In [1]:
import pandas as pd
from transformers import AutoTokenizer, AutoModelForSequenceClassification
import torch
from tqdm import tqdm
import os
import numpy as np

In [4]:
file_path = "datasets/file.csv" #add dataset path here (we used this to get columns for the extra, polluted and non polluted dataset)
df = pd.read_csv(file_path)
print(df.columns)
posts = df["tweet"] #change column to one with text 

#Loading emotion model and tokenizer.
model_name = "j-hartmann/emotion-english-distilroberta-base"
tokenizer = AutoTokenizer.from_pretrained(model_name)
model = AutoModelForSequenceClassification.from_pretrained(model_name)

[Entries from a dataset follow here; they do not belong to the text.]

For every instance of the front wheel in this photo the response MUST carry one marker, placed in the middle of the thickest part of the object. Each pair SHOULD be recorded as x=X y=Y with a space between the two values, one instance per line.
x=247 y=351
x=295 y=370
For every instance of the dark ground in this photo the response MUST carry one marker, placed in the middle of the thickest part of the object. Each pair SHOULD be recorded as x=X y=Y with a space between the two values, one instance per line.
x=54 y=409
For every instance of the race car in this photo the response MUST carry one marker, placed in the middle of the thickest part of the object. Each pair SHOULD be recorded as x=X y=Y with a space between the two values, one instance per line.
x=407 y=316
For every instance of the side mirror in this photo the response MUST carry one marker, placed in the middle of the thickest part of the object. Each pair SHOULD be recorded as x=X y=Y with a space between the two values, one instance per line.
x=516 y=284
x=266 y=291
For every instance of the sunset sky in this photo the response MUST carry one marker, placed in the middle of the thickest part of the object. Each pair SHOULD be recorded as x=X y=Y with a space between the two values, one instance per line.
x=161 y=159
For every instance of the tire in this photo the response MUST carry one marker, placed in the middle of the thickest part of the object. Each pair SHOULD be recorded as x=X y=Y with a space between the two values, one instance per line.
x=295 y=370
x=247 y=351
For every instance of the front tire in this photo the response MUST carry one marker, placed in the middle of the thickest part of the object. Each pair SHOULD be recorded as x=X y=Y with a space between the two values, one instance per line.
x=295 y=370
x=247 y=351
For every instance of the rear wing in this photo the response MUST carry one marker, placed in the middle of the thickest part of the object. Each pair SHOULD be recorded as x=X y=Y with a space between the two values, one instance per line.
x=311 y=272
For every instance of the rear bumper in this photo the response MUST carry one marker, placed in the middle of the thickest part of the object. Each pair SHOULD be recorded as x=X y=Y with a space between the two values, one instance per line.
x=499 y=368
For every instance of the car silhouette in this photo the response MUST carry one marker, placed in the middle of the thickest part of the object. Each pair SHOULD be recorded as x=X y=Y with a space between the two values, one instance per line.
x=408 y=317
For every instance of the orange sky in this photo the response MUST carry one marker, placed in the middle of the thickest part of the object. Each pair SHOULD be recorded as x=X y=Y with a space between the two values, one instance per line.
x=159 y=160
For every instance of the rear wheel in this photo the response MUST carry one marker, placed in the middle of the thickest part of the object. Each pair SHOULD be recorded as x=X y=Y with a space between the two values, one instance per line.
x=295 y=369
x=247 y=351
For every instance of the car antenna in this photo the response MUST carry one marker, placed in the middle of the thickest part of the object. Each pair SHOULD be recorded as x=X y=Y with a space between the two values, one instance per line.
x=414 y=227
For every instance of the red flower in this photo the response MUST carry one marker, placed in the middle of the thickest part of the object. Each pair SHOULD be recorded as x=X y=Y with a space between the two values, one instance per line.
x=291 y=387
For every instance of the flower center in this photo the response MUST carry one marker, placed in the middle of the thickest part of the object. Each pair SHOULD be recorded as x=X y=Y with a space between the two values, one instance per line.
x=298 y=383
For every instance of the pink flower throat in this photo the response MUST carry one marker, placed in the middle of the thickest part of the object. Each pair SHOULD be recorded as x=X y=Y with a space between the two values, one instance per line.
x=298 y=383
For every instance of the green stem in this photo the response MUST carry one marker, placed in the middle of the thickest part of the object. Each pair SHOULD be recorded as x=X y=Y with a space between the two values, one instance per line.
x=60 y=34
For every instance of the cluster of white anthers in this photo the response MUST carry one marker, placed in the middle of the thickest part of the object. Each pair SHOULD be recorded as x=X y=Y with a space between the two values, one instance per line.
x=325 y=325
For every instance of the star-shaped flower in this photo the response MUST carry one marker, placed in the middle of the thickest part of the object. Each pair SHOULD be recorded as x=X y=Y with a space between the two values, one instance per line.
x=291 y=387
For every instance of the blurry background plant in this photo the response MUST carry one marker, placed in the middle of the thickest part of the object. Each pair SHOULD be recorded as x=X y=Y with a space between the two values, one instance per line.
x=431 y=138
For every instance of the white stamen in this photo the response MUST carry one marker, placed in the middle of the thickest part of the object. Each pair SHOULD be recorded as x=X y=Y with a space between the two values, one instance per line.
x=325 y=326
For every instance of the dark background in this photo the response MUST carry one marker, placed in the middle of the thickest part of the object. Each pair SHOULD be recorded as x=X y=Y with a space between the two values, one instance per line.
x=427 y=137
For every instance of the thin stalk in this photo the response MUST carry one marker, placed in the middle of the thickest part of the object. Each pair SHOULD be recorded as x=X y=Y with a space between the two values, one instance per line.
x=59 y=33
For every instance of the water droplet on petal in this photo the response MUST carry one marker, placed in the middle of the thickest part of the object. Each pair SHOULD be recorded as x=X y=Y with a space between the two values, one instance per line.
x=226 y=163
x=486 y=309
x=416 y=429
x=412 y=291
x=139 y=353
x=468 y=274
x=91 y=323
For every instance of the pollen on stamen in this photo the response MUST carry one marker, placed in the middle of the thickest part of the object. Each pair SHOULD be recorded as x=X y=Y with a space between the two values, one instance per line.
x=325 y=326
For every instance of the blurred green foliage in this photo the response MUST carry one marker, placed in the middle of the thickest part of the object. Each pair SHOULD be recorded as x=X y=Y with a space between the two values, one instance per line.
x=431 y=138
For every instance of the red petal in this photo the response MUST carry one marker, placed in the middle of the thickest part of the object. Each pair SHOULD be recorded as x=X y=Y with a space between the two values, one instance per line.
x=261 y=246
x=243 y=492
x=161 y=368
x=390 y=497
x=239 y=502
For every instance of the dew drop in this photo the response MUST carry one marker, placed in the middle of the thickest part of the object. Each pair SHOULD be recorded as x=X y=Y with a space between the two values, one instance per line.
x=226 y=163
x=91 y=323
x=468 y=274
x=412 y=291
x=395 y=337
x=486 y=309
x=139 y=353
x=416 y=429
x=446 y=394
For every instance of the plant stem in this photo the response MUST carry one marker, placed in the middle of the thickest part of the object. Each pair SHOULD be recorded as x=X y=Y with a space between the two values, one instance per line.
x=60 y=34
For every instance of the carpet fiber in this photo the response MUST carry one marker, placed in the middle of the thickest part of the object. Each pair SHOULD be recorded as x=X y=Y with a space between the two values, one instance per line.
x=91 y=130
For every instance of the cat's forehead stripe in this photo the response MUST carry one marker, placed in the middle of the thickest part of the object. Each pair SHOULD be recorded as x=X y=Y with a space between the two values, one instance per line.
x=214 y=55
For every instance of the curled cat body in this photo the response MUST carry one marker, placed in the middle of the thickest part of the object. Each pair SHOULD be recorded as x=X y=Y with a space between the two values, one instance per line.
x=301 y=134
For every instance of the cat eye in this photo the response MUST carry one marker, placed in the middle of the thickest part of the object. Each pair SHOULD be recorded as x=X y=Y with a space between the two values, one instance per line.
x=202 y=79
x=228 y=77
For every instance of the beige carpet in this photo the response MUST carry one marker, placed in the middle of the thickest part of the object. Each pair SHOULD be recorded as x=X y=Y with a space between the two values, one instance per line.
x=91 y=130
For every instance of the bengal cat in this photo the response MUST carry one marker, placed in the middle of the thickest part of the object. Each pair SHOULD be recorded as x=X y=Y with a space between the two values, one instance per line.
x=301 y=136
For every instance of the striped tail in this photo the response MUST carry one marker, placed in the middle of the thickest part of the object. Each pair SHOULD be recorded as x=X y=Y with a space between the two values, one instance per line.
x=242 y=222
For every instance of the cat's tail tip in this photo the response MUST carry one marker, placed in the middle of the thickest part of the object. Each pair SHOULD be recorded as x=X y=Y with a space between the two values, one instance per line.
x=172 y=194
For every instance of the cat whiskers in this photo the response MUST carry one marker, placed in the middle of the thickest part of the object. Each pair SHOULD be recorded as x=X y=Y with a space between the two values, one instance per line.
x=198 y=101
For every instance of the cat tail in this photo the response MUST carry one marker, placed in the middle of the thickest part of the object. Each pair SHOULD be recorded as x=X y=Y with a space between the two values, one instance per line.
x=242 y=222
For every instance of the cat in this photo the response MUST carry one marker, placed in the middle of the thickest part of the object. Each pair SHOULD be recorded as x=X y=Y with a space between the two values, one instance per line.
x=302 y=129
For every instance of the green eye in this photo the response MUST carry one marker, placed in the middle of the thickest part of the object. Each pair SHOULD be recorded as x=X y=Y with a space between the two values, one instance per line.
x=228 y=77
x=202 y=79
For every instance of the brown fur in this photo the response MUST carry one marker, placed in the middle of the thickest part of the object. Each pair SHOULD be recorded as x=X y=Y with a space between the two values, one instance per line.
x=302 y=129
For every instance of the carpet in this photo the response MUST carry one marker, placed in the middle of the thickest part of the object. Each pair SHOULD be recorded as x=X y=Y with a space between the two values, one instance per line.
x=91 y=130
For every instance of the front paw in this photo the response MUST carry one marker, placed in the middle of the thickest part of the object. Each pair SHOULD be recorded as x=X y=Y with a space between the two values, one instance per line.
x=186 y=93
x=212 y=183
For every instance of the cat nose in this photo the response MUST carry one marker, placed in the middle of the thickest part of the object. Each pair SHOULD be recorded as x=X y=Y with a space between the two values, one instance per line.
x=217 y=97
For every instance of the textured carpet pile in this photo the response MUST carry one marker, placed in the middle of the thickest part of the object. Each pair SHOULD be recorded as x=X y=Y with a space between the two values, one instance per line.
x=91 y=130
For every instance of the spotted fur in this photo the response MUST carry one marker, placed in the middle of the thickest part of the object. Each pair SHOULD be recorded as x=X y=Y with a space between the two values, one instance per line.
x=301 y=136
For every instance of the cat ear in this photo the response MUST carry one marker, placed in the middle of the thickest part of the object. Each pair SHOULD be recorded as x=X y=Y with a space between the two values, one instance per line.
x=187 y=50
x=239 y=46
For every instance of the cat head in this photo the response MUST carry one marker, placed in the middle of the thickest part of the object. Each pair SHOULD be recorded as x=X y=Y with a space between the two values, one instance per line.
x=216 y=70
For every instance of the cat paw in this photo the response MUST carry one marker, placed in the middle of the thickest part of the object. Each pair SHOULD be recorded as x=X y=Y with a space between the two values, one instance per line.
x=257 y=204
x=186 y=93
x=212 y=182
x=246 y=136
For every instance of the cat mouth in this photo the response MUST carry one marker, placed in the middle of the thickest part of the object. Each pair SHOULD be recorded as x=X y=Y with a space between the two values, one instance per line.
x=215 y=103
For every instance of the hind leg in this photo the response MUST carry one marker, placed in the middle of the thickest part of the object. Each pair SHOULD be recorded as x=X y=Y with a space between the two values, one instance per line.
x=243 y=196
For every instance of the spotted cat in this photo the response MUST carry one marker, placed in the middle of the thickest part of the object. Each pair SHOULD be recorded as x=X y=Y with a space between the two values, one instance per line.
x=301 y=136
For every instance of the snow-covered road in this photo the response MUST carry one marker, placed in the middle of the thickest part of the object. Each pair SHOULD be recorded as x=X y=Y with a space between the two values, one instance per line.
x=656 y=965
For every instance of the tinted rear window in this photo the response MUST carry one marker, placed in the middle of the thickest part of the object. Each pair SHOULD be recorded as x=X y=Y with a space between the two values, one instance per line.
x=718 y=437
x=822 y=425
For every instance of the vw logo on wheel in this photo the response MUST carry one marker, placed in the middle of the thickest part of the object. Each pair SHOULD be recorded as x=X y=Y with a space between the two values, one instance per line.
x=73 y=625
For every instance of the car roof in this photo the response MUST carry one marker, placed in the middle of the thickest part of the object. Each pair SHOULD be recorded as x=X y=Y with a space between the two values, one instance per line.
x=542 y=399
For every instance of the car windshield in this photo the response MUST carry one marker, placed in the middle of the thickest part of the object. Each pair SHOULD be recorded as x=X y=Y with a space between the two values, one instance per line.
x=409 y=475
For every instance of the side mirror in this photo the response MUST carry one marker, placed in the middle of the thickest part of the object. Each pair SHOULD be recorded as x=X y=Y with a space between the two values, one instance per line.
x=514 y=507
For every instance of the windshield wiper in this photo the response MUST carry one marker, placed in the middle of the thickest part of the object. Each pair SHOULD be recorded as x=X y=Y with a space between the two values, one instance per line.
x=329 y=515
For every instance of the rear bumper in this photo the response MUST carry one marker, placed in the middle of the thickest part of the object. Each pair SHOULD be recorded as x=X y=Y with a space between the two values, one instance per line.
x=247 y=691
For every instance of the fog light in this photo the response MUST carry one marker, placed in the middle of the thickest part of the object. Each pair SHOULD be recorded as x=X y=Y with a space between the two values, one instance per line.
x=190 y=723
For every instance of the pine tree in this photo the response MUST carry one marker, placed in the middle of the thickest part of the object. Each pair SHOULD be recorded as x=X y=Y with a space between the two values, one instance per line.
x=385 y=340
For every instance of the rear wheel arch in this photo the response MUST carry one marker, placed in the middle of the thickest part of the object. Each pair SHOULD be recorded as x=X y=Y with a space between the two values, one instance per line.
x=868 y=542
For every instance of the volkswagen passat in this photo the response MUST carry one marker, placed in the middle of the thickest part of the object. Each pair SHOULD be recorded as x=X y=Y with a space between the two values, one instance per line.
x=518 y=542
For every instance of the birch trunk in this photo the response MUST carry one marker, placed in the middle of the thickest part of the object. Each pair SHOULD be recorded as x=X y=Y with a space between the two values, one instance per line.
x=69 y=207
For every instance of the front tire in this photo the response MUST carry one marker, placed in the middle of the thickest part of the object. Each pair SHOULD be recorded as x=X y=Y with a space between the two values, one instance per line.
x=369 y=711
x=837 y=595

device = torch.device("cuda" if torch.cuda.is_available() else "cpu") #using gpu as its faster.
model.to(device)

RobertaForSequenceClassification(
  (roberta): RobertaModel(
    (embeddings): RobertaEmbeddings(
      (word_embeddings): Embedding(50265, 768, padding_idx=1)
      (position_embeddings): Embedding(514, 768, padding_idx=1)
      (token_type_embeddings): Embedding(1, 768)
      (LayerNorm): LayerNorm((768,), eps=1e-05, elementwise_affine=True)
      (dropout): Dropout(p=0.1, inplace=False)
    )
    (encoder): RobertaEncoder(
      (layer): ModuleList(
        (0-5): 6 x RobertaLayer(
          (attention): RobertaAttention(
            (self): RobertaSdpaSelfAttention(
              (query): Linear(in_features=768, out_features=768, bias=True)
              (key): Linear(in_features=768, out_features=768, bias=True)
              (value): Linear(in_features=768, out_features=768, bias=True)
              (dropout): Dropout(p=0.1, inplace=False)
            )
            (output): RobertaSelfOutput(
              (dense): Linear(in_features=768, out_features=768, bias=True)
           

In [5]:
def predict_emotion_probs(text):
    """
    Predicts probabilities for all emotions for a given text.
    """
    try:
        if pd.isna(text) or text is None:
            return np.ones(7) / 7  # 7 emotions with equal probability
            
        text = str(text).strip()
        
        if not text:
            return np.ones(7) / 7
            
        encoding = tokenizer(text, truncation=True, padding=True, max_length=128, return_tensors="pt")
        encoding = {key: val.to(device) for key, val in encoding.items()}
        
        model.eval()
        with torch.no_grad():
            outputs = model(**encoding)
            probabilities = torch.softmax(outputs.logits, dim=1).cpu().numpy()[0]
            
        return probabilities
        
    except Exception as e:
        print(f"Error processing text: {str(e)[:100]}...")  # Print first 100 chars of error
        return np.ones(7) / 7  # Return equal probabilities on error



tqdm.pandas(desc="Predicting emotions")
emotion_probabilities = posts.progress_apply(predict_emotion_probs)
emotion_labels = ["anger", "joy", "sadness", "fear", "surprise", "disgust", "neutral"]
emotion_df = pd.DataFrame(emotion_probabilities.tolist(), columns=emotion_labels)
df = pd.concat([df, emotion_df], axis=1)

output_file = os.path.join("datasets", "emotional_analysis_results.csv")
df.to_csv(output_file, index=False)
print(f"Emotion predictions completed and saved to '{output_file}'.") #output is saved to datasets folder.

Predicting emotions:   0%|          | 0/1 [00:00<?, ?it/s]

Predicting emotions: 100%|██████████| 1/1 [00:00<00:00,  3.02it/s]

Emotion predictions completed and saved to 'datasets\test.csv'.